I could watch every scene carefully, appreciate the nuances of the performances, the majesty of the sets and costumes, the rhythm of the editing.
What I still could not appreciate was what these filmmakers did to my beloved novel. They butchered it. They made the egregious assumption that they knew better than J.K. Rowling how to craft the end to her fantastic story.
I know. I know. You've read this all before. But it strikes me harder and harder each time I watch that last film.
And the thing that started to seep into my anger as I watched that ridiculous last battle was a deep sadness.
For all their flaws, the first seven movies were enjoyable adaptations of the Harry Potter world. Though not always faithful to the source, they at least provided us with a vision of Rowling's world and characters brought to life.

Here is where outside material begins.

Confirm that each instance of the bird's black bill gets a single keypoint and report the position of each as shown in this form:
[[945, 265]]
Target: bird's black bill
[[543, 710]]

And Daniel Radcliffe, Emma Watson and Rupert Grint have come to inhabit our conceptions of the Hero Trio, no matter how we've tried to fight it.
So my sadness, I think, comes from the fact that this abomination of an eighth film cannot be made again. It will not be made again. We will never have the chance to see all of these actors inhabit these roles and do them well.

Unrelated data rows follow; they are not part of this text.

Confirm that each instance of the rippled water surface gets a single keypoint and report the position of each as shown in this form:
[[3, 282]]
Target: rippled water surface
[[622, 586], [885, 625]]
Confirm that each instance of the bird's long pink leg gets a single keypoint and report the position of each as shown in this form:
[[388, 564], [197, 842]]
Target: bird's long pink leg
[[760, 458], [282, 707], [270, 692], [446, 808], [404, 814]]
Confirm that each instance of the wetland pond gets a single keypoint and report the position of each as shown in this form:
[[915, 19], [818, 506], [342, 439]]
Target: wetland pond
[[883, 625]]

No one is going to go back any time soon and say, "Well, they messed that up pretty badly. Let's go back and do it right."
So I will never see some of the great scenes from the seventh book brought to life on the screen by these actors:
- I will never see Chris Rankin as Percy Weasley topple out into the Room of Requirement from the passage linking the Hogshead with Hogwarts, right into his gathered family to deliver his fumbling apology and be welcomed back into the brotherhood;
- I will never see Grint as Ron express his concern for the wellbeing of the Hogwarts House Elves as the battle is set to begin and, therefore, earn his first true embrace from Watson as Hermione;
- I will never hear Simon McBurney exclaim, as the form of Kreacher bursts from the Hogwarts kitchens to enter the fray, "Fight! Fight! Fight for my master..."

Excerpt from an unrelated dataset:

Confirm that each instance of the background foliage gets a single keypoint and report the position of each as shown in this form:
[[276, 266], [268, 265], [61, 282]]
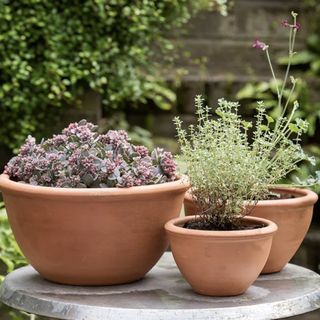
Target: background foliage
[[52, 51], [306, 64]]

- I will never see the tide in the battle turn when the Centaurs and the rest of the wizarding world enters the fight as Robbie Coltrane as Hagrid holds Harry's apparently dead body;
- I will never get the chance to watch and listen as Radcliffe (as Harry) and Ralph Fiennes (as Voldemort) circle each other carefully, with Harry explaining to his arch enemy (and the gathered crowd), why the Elder Wand will never properly work for Voldemort and how Snape had fooled him for so long; and, worst of all,
- I will never get the chance to see that final moment when Voldemort's curse rebounds on himself and, as Rowling writes, "Tom Riddle hit the floor with a mundane finality, his body feeble and shrunken, the white hands empty, the snake-like face vacant and unknowing."
I feel sadness because, in choosing their own ideas over J.K's, in substituting their sense of drama for hers, the filmmakers have wasted this one golden opportunity to do it right, to capture the beauty of Rowling's final novel on film.